Hack’n Slash mi?” hâlâ tartışılan, ama 6 yıla yakın süredir aralıksız oynanılan
bir yapımın rağbet görmesinin ana nedeni de bu aksiyon bolluğu olsa gerek.
Hack’n Slash türünde yeni bir isim
Kendini bir tür olarak artık benimsetmiş FRP - aksiyon karışımı oyunlar, pek çok
örnek ile piyasaya sürüldü. Diablo, Nox, Divine Divinity, Neverwinter Nights ve
tabii ki Microsoft imzalı Dungeon Siege. Tüm bu oyunların ana yapıları hemen
hemen birbirinin aynı olmasına rağmen bazı ayrıntılar bakımından Dungeon Siege
rakiplerinden ayrılıyordu. Aslında her oyundan biraz tat barındıran bu yapım, üç
boyutlu olmasının yanında dönemin iyi grafikli oyunları arasında yer alıyordu.
Büyü efektlerinin ve savaşların göze çok hoş gelmesinin yanında, düşmana atılan
her ok saplanıp kalıyor ve bu tip ayrıntılar oyunun albenisini arttırıyordu.
Aynı zamanda rahatça anlaşılan ve çok kolay olan arabirimi ile savaşlar tek
tıklama ile yapılabiliyor, grup savaşları kolayca kontrol edilebiliyordu.
Elbette oyun içinde yüklemelerin neredeyse hiç olmaması oynanabilirliğin de
tavana vurmasına neden olmuştu.
Sonuçta, Microsoft’un kanatları altındaki Gas Powered Games tarafından piyasaya
damgasını vuran ve çıktığı yıl pek çok oyun dergisinden ödül alarak başarısını
katmerleyen Dungeon Siege, gerçekten çok tutuldu.

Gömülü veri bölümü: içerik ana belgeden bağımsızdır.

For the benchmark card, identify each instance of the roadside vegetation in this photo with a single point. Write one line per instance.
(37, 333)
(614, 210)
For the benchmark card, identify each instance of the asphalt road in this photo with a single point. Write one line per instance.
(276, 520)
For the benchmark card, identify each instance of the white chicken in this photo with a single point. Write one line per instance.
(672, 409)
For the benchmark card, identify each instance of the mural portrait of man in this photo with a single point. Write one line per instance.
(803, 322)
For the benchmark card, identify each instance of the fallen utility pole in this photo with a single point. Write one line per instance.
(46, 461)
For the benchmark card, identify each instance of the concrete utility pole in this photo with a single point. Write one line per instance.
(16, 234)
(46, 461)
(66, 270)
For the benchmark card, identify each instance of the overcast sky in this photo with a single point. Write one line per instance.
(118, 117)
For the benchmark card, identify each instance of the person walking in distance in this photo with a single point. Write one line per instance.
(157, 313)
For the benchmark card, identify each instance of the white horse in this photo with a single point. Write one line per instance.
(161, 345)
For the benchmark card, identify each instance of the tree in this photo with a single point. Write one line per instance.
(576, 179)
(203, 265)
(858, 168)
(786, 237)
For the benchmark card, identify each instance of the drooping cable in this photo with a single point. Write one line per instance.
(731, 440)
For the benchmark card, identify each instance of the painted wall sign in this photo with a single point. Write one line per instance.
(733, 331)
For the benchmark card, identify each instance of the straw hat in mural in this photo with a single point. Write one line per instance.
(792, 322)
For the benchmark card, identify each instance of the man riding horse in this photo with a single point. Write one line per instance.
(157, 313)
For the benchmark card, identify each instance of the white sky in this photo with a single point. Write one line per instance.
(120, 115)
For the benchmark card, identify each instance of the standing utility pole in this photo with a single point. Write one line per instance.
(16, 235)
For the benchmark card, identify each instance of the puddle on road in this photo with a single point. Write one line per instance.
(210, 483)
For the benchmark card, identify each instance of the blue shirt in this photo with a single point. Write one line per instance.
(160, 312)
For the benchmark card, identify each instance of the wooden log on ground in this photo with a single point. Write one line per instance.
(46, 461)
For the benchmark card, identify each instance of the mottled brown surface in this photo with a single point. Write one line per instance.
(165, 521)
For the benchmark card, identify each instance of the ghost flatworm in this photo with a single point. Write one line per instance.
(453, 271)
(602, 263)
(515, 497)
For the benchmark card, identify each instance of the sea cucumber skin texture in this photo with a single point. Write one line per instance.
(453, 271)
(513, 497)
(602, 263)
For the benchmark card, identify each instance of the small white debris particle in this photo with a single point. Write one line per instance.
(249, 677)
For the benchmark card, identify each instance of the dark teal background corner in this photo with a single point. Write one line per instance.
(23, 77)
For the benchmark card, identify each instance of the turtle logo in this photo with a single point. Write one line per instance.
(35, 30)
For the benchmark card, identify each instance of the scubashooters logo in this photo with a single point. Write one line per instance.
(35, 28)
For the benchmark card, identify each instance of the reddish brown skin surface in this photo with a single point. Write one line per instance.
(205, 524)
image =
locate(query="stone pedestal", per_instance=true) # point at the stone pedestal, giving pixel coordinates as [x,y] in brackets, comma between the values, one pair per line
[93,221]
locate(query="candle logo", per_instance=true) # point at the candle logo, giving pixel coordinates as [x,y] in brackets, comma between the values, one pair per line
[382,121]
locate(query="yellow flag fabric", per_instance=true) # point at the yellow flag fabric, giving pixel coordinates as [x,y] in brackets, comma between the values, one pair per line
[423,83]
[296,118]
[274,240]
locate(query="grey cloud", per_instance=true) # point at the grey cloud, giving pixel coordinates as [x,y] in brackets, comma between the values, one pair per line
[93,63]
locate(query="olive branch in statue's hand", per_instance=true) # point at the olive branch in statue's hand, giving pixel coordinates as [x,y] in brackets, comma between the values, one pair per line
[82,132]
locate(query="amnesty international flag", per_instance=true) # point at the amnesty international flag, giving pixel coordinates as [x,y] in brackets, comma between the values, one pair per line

Çok beğenilen her oyun gibi
Dungeon Siege’in de ikinci versiyonu için söylentiler almış başını gitmişti ki,
bu sefer bir ek paket ile bizleri o atmosfere geri yolladı. Dungeon Siege:
Legends of Aranna isimli ek paket, orijinali ile aynı oynanışı sununca ve
beklenilen yenilikleri getiremeyince, sadece oyunun çok ciddi fanları tarafından
tutuldu ve beklenen ilgiyi göremedi.
Fakat bu ek paketin sadece oyuncuları oyalamak için yapıldığı, o dönemlerde
gizliden gizliye devam eden, yapımcıların ikinci versiyonun hazırlığı içinde
oldukları haberleri ile kanıtlandı. Yeni oyun, ilkine göre daha hareketli, daha
heyecanlı ve göze daha güzel gelen grafiklerle süslü olacaktı. Sadece bu kadar
gelişim bile beklenilen oyuncu kitlesine ulaşmaya yetecekken Gas Powered Games
beklenenden daha fazlasını sunmak için elinden geleni yaptı ve ağustos ayı
içerisinde merakla beklenen oyunu Dungeon Siege 2’yi biz oyun severlerin
beğenisine sundu.
Nihayet oynanmayı hak edecek bir oyun
Hepinizin bildiği gibi şu sıcak yaz aylarında oyun piyasası ciddi bir kuraklığa
girer. Piyasaya zar zor çıkan ve sayıları bir elin parmaklarını geçmeyen bu
oyunlar ise nazire yaparcasına kötü ve kalitesiz olurlar. Ancak bu kurak mevsim
bittikten sonra ise ardı ardına birbirinden güzel yapımlar piyasaya sunulmaya
başlar. İşte Dungeon Siege 2 de bu kurak mevsimi bitirip yeni bir oyun sezonunu
açacak güzel oyunlardan biri.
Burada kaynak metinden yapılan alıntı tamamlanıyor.